Once you have declared yourself a change agent you get a free pass to come up with all sorts of whacky, counter-cultural ideas. It is your job to chase the sacred cows and question the dogma.
The nuance to this role is that you have to have support from or at least alignment with the organization’s power. Otherwise you are just a trouble maker and an anarchist. You have to make the power understand that it is your unique value to bring an outsider’s insight to them. You will not be one of the corporate drone yes-men. They need to understand and see this value.

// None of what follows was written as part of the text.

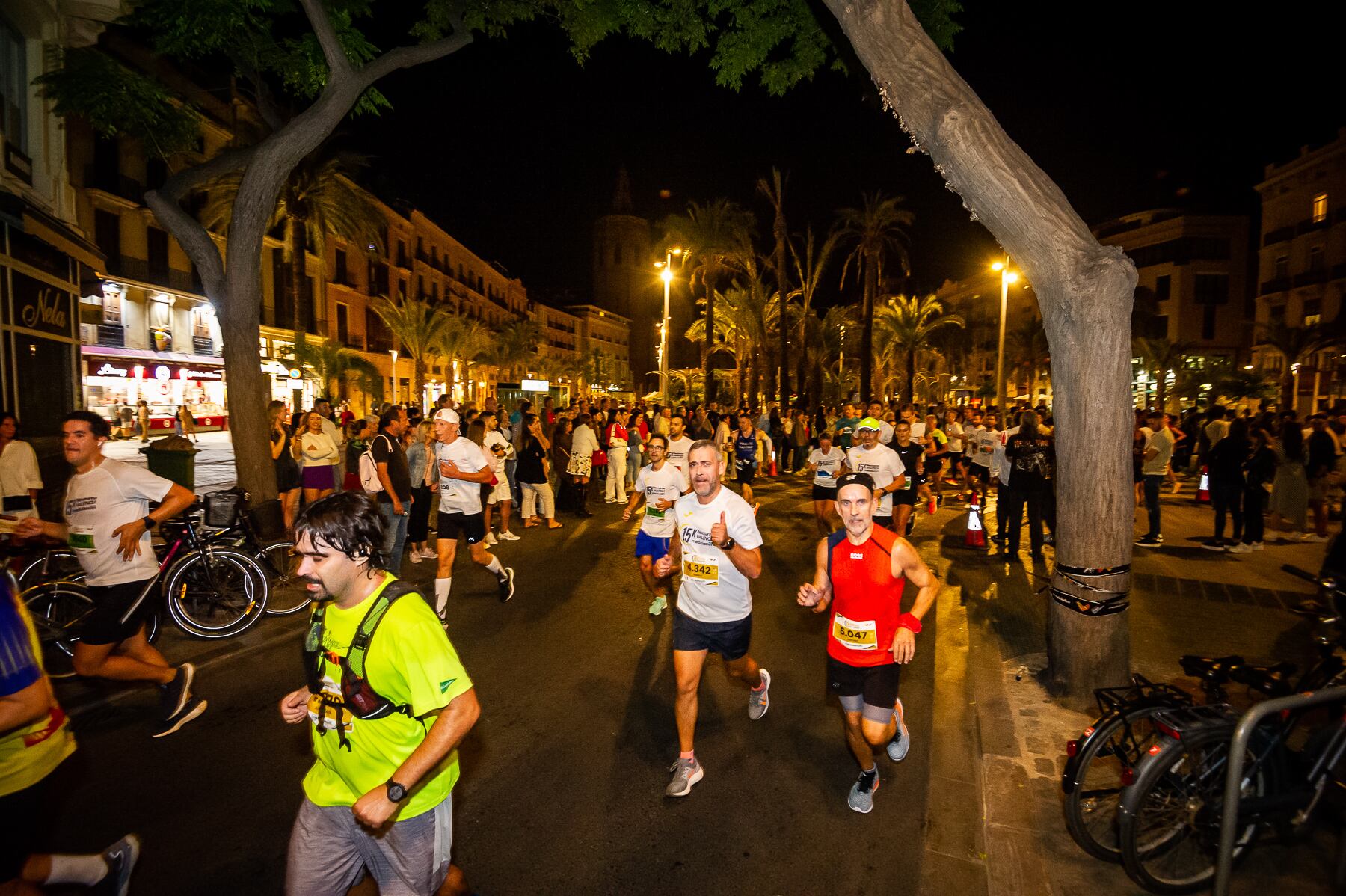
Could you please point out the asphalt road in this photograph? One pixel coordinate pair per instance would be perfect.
(565, 774)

Leaders and the powerful in organizations like to have access to these types of individuals and insights because it gives them the check and balance they need to make forward looking decisions. Leaders like this resource around because they can leverage it to implement change without taking a direct role or risk themselves. As the internal-outsider you are a prized commodity for the leadership team.

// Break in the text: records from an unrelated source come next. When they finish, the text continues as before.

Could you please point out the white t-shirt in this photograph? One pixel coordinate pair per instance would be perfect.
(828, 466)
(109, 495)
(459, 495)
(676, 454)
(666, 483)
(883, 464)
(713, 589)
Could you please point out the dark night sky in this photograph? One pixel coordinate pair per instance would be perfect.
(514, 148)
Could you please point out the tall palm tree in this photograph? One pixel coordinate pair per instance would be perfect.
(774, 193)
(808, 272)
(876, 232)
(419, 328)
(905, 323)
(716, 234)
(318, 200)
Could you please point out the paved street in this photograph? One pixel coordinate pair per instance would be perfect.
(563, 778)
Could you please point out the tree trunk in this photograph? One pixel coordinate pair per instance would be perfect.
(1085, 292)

In order to truly play this role you need to internalize the feeling that you do not need the herd. You need to operate from a position of independence of thought and action and a position of emotional detachment. When the game plays out you may find yourself outside the herd or trampled underfoot. Understand that, be ok with it and own it.
Change only happens when there is an odd man out willing to walk away from the herd.
This is your power.
- Position yourself as an outsider and a change agent.
- Align your change with power.
- Be willing to walk away.
What are some practical steps?
– Look for projects that have low urgency but create high value and execute them – “Hey look at this cost benefit analysis I had done on the partnering scenario!”
– Declare yourself a change agent – “I like to think of myself as a change agent.”
– Ask change questions – “If we could have anything we wanted what would this look like?”
– Be emotionally detached – “Hey, I’m going to do the right thing no matter what. I can always find another job, I’m here because I believe in the potential.”
– Earn the right to be a change agent – Study, read and listen to everything, especially things outside of the herd’s viewpoint. Write up these ideas and share them freely.
You cannot change your results unless you can change your actions. You cannot change your actions without risking the immune response from the herd.